En août, le général Nakasone a utilisé la nouvelle compétence accordée au Cyber Command par la directive présidentielle secrète pour submerger les systèmes informatiques de l’Agence russe de recherche sur Internet - le groupe qui avait été au cœur du piratage lors des élections de 2016 aux États-Unis. C’était l’une des quatre opérations que son soi-disant petit groupe russe avait organisées autour des élections de mi-mandat. Les fonctionnaires en ont parlé publiquement, bien qu’ils aient fourni peu de détails.

Mais les récentes actions des États-Unis contre les réseaux électriques russes, qu’il s’agisse d’avertissements ou d’armes offensives potentielles, semblent avoir été menées dans le cadre des nouvelles directives du Congrès.

Alors que se préparent les élections de 2020, le Cyber Command a examiné la possibilité que la Russie tente des coupures de courant sélectives dans des États clés, ont déclaré certains responsables. Pour cela, ils ont indiqué avoir besoin d’un moyen de dissuasion.

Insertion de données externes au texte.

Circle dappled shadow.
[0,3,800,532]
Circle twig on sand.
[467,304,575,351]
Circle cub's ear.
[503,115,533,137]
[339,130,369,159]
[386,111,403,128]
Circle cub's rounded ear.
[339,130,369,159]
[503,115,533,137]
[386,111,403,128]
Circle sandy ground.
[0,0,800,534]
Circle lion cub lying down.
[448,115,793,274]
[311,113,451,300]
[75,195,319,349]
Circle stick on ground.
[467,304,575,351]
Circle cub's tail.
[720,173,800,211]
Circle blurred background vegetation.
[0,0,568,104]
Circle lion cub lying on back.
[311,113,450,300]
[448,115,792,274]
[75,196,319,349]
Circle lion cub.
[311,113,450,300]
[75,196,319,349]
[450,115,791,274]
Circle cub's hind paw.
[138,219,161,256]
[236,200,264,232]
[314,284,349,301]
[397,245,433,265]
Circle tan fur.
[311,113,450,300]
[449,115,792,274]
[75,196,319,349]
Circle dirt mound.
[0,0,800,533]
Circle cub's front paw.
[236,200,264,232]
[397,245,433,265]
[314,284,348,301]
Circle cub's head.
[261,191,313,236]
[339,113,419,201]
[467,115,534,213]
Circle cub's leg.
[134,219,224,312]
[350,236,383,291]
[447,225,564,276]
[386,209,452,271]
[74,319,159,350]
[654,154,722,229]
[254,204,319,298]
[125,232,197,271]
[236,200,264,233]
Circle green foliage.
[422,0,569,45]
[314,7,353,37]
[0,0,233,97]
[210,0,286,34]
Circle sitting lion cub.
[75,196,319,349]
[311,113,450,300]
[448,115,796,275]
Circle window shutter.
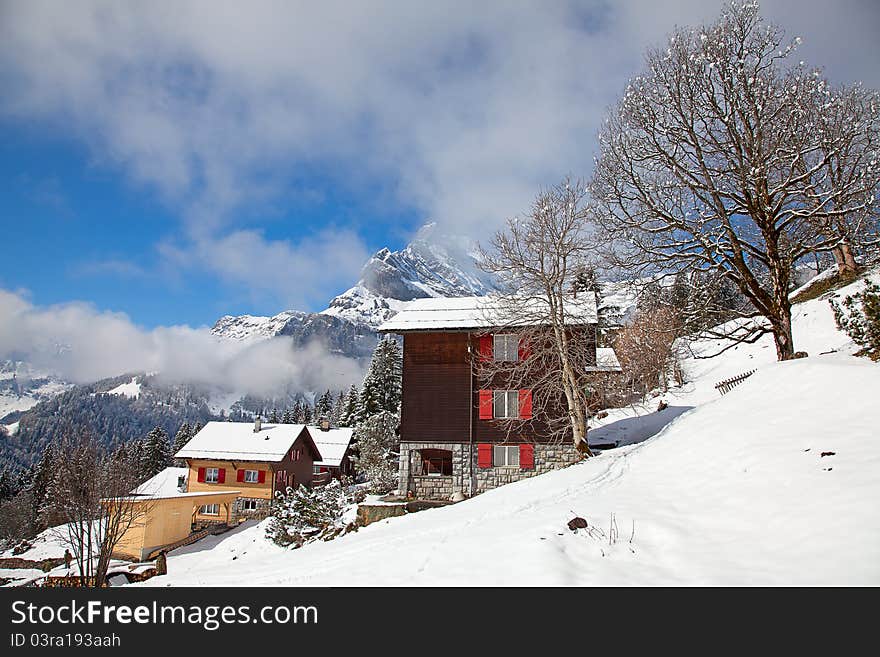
[477,443,492,468]
[480,335,494,360]
[519,390,532,420]
[480,390,492,420]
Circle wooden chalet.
[174,418,321,520]
[379,297,619,499]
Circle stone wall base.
[398,442,581,500]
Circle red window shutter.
[519,390,532,420]
[480,335,494,360]
[519,338,532,360]
[480,390,492,420]
[477,443,492,468]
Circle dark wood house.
[379,297,613,499]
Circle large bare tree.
[477,180,596,456]
[49,435,150,587]
[591,2,880,360]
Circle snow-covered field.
[125,270,880,586]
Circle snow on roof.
[126,468,240,500]
[377,296,597,333]
[587,347,622,372]
[174,422,314,462]
[308,427,354,468]
[131,468,189,497]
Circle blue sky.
[0,0,880,384]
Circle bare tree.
[477,180,596,456]
[614,305,683,395]
[591,3,878,360]
[801,85,880,279]
[50,435,149,587]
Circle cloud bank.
[0,0,880,258]
[0,290,363,396]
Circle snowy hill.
[129,270,880,586]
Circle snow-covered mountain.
[211,223,497,344]
[324,223,498,326]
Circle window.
[492,390,519,418]
[492,445,519,468]
[493,333,519,361]
[421,449,452,477]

Ces derniers mois, la détermination de Cyber Command a été mise à l’épreuve. Au cours de l’année écoulée, des sociétés énergétiques des États-Unis et des exploitants pétroliers et gaziers de toute l’Amérique du Nord ont découvert que leurs réseaux avaient été fouillés par les mêmes pirates informatiques russes qui avaient démantelé avec succès les systèmes de sécurité en 2017 à Petro Rabigh, une usine pétrochimique et raffinerie de pétrole saoudienne.

La question est maintenant de savoir si le dépôt de l’équivalent des mines terrestres dans un réseau électrique étranger est la façon la plus efficace de dissuader la Russie. Bien qu’il s’agisse d’un mode d’action parallèle à la stratégie nucléaire de la guerre froide, cela fait également des réseaux électriques des objectifs légitimes.

"Il se peut que nous devions prendre le risque de prendre des coups dans le cadre de représailles, juste pour montrer au monde que nous ne nous couchons pas et que nous ne subissons pas" a déclaré Robert P. Silvers, associé du cabinet juridique Paul Hastings et ancien fonctionnaire du gouvernement Obama. "Parfois, il faut accepter de saigner du nez pour ne pas se prendre une balle dans la tête en chemin."

David E. Sanger, de Washington, et Nicole Perlroth, de San Francisco.